4月26日に大川小学校訴訟2審判決があり遺族側が勝訴しました。私はタイトルの書籍を読んで以来ずっとこの日が気になっていました。
是非多くの皆様に読んで頂きたい書籍です。過去数冊被災地の心霊現象の書籍を読みました。今回もタイトル的に似た内容なのだろうと、とりあえず購入しました。しかしこの書籍は大川小学校の遺族等に何年も取材を重ねた凄まじいドキュメンタリーでした。多くの登場人物が実名で登場し、複層的に物語が綴られます。
どうして遺族が裁判に踏み切ったのか、背景は何だったのかがある程度理解できました。遺族として裁判の最終的な目的は何なのか?それは途中から予想はできましたが、物語の後半に明確に書いてありました。

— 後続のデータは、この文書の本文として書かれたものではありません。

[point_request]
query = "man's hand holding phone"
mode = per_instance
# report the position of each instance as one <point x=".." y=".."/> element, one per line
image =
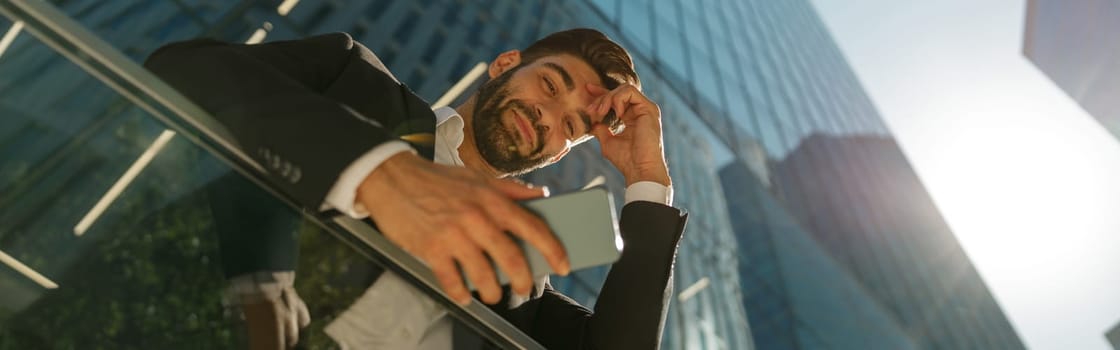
<point x="455" y="218"/>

しかし、おそらくその目的はいまだに叶えてはいないはずです。勝訴しながらも肝心の真実に届かない遺族の心情を思わずにはいられなくなります。
あまりにも膨大な情報量に私の処理が追いつかず、読み終えるまでかなり時間がかかりました。外国人のジャーナリストがここまで踏み込めたことに驚愕します。そして外国人の視点ならではの文章に引き込まれました。震災関連の書籍では最も印象に残ったことも確かです。タイトルの津波の霊とは何なのか?それは終盤に一気に明らかになります。読みながら魂が削られる感覚に陥るほどの大作でした。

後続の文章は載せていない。